At the conference on August 20, 2013, I indicated that plaintiffs could not reassert Securities Act claims against the Underwriter Defendants because those defendants were dropped entirely from the Consolidated Amended Complaint in June. However, at the following conference on August 27, 2013, plaintiffs articulated the argument that American Pipe tolling should apply even for voluntarily dismissed claims. Having considered the parties' complete submissions and examined the relevant case law, I now conclude that plaintiffs have the better argument despite my earlier inclination to the contrary.
IV. CONCLUSION
For the foregoing reasons, plaintiffs' request to submit a Second Amended Complaint reasserting the Securities Act claims with new class representatives is hereby GRANTED. Plaintiffs argue that seventy (70) days remained on the statute of limitations when the original action was filed. Therefore, plaintiffs had seventy (70) days from the date of the Consolidated Amended Complaint, or until August 15, 2013, to intervene and reassert the dismissed claims. Plaintiffs notified YPF, Repsol, and the Underwriter Defendants of their intent to file a motion for leave to amend by August 15, and were prepared to file but for this Court's instructions.
See American Pipe, 414 U.S. at 561, 94 S.Ct. 756 (“The class suit brought by Utah was filed with 11 days yet to run in the period ... and the intervenors thus had 11 days after the entry of the order denying them participation in the suit as class members in which to move for permission to intervere.”).

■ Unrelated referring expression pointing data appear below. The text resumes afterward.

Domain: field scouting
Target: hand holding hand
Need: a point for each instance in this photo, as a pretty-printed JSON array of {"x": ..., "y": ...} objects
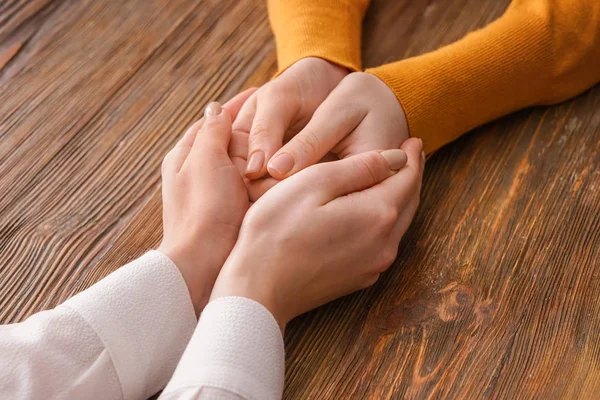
[
  {"x": 204, "y": 200},
  {"x": 361, "y": 114},
  {"x": 325, "y": 232},
  {"x": 282, "y": 107}
]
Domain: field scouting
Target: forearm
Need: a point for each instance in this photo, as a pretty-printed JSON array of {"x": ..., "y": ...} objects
[
  {"x": 538, "y": 52},
  {"x": 121, "y": 338},
  {"x": 326, "y": 29},
  {"x": 236, "y": 352}
]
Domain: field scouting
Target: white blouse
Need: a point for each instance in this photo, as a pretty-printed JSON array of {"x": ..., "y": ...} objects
[{"x": 134, "y": 332}]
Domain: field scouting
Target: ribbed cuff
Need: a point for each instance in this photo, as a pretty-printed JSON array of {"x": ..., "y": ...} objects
[
  {"x": 144, "y": 316},
  {"x": 236, "y": 347},
  {"x": 330, "y": 30},
  {"x": 491, "y": 72}
]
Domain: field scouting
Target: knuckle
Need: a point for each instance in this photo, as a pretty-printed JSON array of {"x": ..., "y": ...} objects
[
  {"x": 370, "y": 165},
  {"x": 309, "y": 142},
  {"x": 388, "y": 216},
  {"x": 258, "y": 130}
]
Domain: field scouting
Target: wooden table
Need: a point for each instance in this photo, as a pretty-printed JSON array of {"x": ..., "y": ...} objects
[{"x": 495, "y": 292}]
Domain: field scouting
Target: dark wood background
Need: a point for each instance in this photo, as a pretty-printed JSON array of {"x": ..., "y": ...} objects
[{"x": 495, "y": 290}]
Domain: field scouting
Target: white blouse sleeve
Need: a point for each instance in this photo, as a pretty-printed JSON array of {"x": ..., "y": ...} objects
[
  {"x": 120, "y": 339},
  {"x": 236, "y": 352}
]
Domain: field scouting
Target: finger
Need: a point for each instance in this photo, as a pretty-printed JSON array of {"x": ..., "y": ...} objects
[
  {"x": 255, "y": 187},
  {"x": 332, "y": 121},
  {"x": 175, "y": 158},
  {"x": 274, "y": 114},
  {"x": 371, "y": 134},
  {"x": 235, "y": 104},
  {"x": 353, "y": 174},
  {"x": 214, "y": 135},
  {"x": 399, "y": 189}
]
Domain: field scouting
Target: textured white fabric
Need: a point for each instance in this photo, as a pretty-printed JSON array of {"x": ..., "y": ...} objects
[
  {"x": 121, "y": 338},
  {"x": 236, "y": 352}
]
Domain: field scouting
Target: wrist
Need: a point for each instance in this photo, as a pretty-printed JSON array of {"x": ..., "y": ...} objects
[
  {"x": 242, "y": 279},
  {"x": 198, "y": 271}
]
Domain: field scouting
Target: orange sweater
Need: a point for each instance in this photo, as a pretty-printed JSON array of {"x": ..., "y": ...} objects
[{"x": 539, "y": 52}]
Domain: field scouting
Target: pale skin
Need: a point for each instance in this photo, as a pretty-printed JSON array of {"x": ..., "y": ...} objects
[
  {"x": 315, "y": 109},
  {"x": 361, "y": 205}
]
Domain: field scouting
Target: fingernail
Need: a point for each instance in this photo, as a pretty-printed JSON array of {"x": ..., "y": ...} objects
[
  {"x": 212, "y": 109},
  {"x": 257, "y": 159},
  {"x": 283, "y": 163},
  {"x": 396, "y": 158}
]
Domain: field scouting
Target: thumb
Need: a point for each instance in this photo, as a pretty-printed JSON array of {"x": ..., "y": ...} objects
[
  {"x": 356, "y": 173},
  {"x": 215, "y": 133}
]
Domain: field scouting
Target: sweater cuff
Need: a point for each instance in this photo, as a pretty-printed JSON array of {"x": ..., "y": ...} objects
[
  {"x": 489, "y": 73},
  {"x": 236, "y": 347},
  {"x": 330, "y": 30},
  {"x": 144, "y": 316}
]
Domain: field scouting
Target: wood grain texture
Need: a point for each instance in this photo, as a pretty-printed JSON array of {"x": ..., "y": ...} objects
[{"x": 494, "y": 292}]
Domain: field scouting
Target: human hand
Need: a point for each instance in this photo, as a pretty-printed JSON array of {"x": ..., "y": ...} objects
[
  {"x": 361, "y": 114},
  {"x": 328, "y": 231},
  {"x": 204, "y": 199},
  {"x": 282, "y": 107}
]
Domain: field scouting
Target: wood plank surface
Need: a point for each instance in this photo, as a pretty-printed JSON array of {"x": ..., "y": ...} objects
[{"x": 495, "y": 290}]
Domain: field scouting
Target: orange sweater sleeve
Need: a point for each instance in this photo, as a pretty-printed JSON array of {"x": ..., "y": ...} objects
[
  {"x": 329, "y": 29},
  {"x": 539, "y": 52}
]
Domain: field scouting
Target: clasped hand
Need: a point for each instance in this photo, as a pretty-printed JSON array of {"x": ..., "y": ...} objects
[{"x": 326, "y": 230}]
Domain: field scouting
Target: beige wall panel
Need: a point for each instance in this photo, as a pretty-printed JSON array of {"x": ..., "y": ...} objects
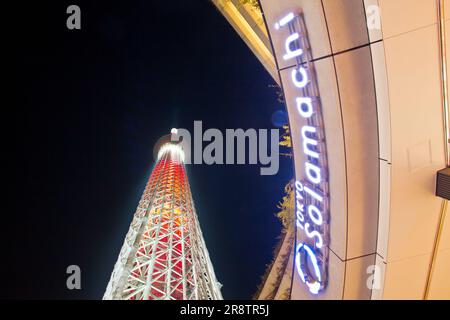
[
  {"x": 372, "y": 7},
  {"x": 356, "y": 88},
  {"x": 346, "y": 24},
  {"x": 406, "y": 279},
  {"x": 417, "y": 148},
  {"x": 440, "y": 284},
  {"x": 357, "y": 275},
  {"x": 382, "y": 93},
  {"x": 379, "y": 280},
  {"x": 332, "y": 116},
  {"x": 401, "y": 16}
]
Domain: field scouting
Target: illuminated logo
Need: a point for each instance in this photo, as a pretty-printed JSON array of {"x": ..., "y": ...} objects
[{"x": 311, "y": 190}]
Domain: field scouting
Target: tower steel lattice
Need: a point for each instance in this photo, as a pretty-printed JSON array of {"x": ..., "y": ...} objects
[{"x": 164, "y": 256}]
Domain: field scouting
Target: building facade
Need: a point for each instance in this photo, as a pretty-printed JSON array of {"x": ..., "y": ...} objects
[
  {"x": 366, "y": 90},
  {"x": 164, "y": 256}
]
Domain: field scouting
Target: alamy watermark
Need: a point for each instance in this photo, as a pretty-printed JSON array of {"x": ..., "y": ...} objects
[{"x": 231, "y": 147}]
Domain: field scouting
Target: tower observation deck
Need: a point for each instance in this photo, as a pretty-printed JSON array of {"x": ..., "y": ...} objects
[{"x": 164, "y": 256}]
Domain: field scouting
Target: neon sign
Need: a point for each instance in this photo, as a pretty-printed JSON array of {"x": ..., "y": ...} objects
[{"x": 311, "y": 189}]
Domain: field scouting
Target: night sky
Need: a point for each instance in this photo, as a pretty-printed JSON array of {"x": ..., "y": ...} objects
[{"x": 88, "y": 107}]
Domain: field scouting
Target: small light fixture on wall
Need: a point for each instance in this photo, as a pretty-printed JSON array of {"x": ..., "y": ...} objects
[{"x": 443, "y": 184}]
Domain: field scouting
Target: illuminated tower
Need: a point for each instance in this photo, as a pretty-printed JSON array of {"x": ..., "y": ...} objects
[{"x": 164, "y": 256}]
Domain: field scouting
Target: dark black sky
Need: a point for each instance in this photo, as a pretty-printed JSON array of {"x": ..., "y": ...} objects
[{"x": 89, "y": 105}]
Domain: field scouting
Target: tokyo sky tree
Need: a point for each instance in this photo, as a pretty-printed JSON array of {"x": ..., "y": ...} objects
[{"x": 164, "y": 256}]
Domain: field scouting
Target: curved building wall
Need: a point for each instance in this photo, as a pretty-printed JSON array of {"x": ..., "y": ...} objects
[{"x": 381, "y": 101}]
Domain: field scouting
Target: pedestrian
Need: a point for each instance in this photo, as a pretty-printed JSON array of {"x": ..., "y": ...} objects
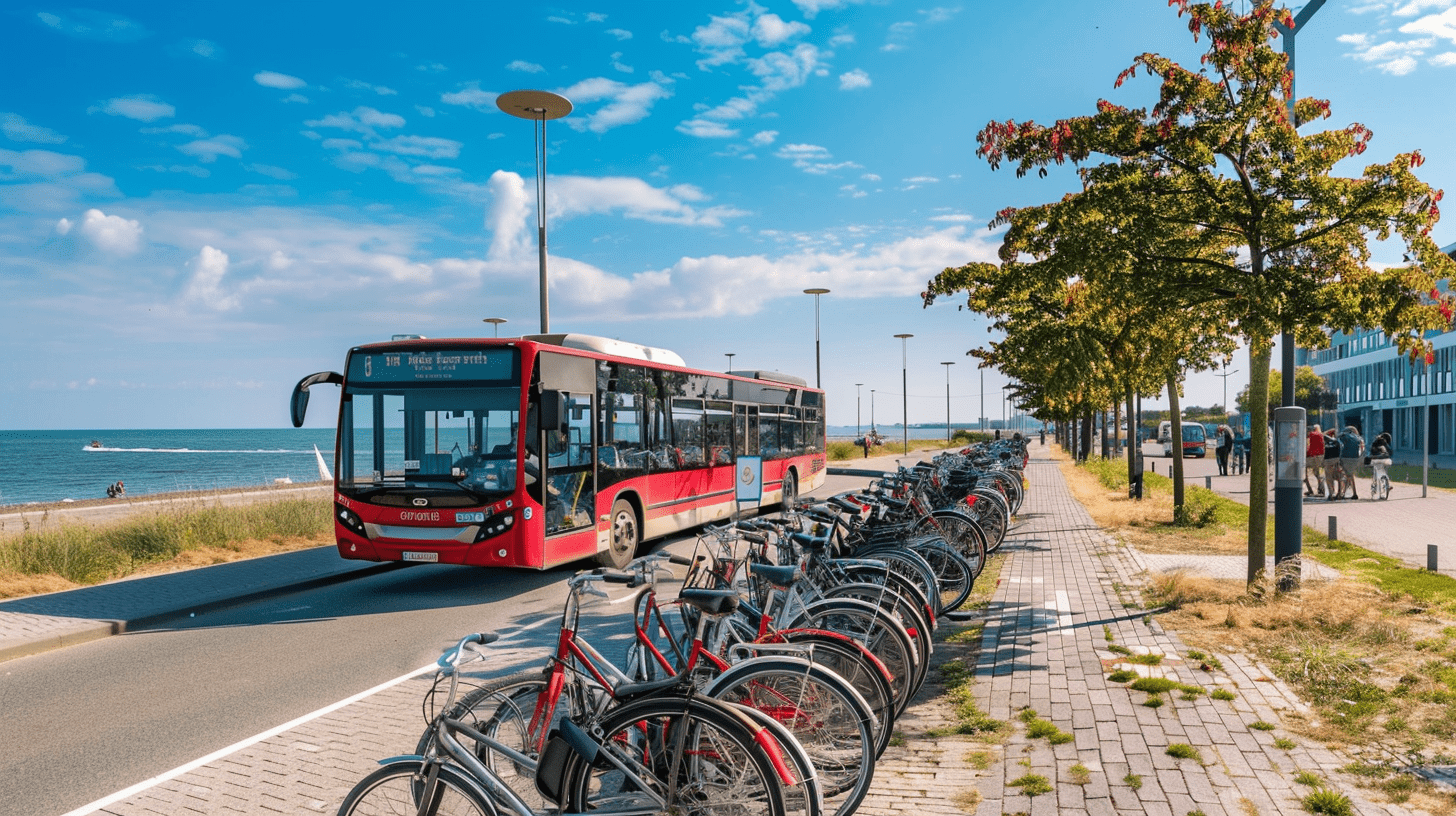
[
  {"x": 1334, "y": 472},
  {"x": 1315, "y": 461},
  {"x": 1225, "y": 448},
  {"x": 1351, "y": 449}
]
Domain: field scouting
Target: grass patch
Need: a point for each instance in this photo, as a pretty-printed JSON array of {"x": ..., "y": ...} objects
[
  {"x": 1328, "y": 802},
  {"x": 1184, "y": 751},
  {"x": 1031, "y": 784},
  {"x": 188, "y": 534}
]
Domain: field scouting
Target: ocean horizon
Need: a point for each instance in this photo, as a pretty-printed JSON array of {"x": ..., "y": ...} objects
[{"x": 60, "y": 465}]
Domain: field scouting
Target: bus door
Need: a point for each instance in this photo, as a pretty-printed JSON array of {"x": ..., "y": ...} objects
[{"x": 568, "y": 443}]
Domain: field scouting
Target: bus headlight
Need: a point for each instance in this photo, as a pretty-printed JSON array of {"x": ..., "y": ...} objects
[{"x": 350, "y": 519}]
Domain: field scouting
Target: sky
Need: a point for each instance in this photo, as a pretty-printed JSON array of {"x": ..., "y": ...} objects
[{"x": 201, "y": 203}]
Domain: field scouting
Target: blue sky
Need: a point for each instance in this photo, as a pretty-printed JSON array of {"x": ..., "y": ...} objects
[{"x": 201, "y": 203}]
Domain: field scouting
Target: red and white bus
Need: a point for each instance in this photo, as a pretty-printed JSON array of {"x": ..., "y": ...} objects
[{"x": 438, "y": 448}]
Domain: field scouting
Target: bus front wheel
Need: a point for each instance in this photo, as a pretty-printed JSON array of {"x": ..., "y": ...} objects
[{"x": 626, "y": 535}]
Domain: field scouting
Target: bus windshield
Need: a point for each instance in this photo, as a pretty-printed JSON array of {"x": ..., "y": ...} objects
[{"x": 444, "y": 437}]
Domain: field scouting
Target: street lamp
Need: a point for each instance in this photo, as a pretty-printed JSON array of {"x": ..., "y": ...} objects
[
  {"x": 904, "y": 389},
  {"x": 816, "y": 293},
  {"x": 1226, "y": 375},
  {"x": 1289, "y": 512},
  {"x": 856, "y": 410},
  {"x": 539, "y": 107},
  {"x": 947, "y": 402}
]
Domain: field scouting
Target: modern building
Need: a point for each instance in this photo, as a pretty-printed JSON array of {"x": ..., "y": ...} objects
[{"x": 1381, "y": 389}]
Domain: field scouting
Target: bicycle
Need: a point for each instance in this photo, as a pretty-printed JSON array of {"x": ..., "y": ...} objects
[{"x": 661, "y": 752}]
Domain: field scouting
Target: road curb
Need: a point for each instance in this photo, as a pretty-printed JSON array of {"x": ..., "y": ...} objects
[{"x": 101, "y": 628}]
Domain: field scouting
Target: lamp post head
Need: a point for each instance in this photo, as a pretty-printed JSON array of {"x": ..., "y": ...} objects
[{"x": 533, "y": 104}]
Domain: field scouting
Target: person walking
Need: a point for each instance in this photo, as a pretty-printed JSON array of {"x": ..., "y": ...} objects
[
  {"x": 1351, "y": 448},
  {"x": 1225, "y": 446},
  {"x": 1334, "y": 472},
  {"x": 1315, "y": 461}
]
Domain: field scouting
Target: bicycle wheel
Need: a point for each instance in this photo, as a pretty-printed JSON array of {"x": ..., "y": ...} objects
[
  {"x": 821, "y": 710},
  {"x": 952, "y": 571},
  {"x": 504, "y": 710},
  {"x": 961, "y": 532},
  {"x": 690, "y": 756},
  {"x": 851, "y": 660},
  {"x": 877, "y": 631},
  {"x": 395, "y": 790}
]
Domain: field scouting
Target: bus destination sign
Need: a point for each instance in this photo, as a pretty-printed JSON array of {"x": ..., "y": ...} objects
[{"x": 437, "y": 365}]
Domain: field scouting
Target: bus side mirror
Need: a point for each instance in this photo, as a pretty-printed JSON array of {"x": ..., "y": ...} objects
[
  {"x": 299, "y": 405},
  {"x": 554, "y": 411}
]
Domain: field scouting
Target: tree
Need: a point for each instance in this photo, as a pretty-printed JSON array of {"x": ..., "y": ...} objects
[
  {"x": 1309, "y": 391},
  {"x": 1261, "y": 220}
]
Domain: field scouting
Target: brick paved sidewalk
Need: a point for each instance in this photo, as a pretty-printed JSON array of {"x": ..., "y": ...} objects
[{"x": 1046, "y": 647}]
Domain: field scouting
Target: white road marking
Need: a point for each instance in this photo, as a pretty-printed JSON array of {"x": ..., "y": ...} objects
[{"x": 274, "y": 732}]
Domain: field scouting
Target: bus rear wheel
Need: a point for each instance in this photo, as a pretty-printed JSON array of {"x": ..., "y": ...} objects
[{"x": 626, "y": 535}]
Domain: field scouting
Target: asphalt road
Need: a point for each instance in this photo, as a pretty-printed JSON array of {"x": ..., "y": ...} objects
[{"x": 85, "y": 722}]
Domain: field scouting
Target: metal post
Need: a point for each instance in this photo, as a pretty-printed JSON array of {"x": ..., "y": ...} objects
[
  {"x": 904, "y": 389},
  {"x": 1287, "y": 491},
  {"x": 948, "y": 402}
]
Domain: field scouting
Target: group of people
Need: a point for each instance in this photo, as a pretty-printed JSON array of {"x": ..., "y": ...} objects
[{"x": 1334, "y": 459}]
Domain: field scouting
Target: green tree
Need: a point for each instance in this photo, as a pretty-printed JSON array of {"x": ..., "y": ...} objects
[{"x": 1261, "y": 222}]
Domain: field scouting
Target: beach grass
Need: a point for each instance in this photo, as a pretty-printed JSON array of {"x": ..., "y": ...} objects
[{"x": 53, "y": 557}]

Plaintiffs notified YPF and the Underwriter Defendants of their intent to amend the complaint by letter on July 22, 2013, and notified Repsol through a stipulation dated August 14, 2013.
Thus, plaintiffs will have twenty-one (21) days from the date of this Order to file their Second Amended Complaint adding claims against YPF, Repsol, and the Underwriter Defendants. Tolling shall not apply against the Individual Defendants, who were neither served within the statute of limitations nor given notice by August 15 of plaintiffs' intent to file an amended complaint.
No further requests for leave to amend will be granted.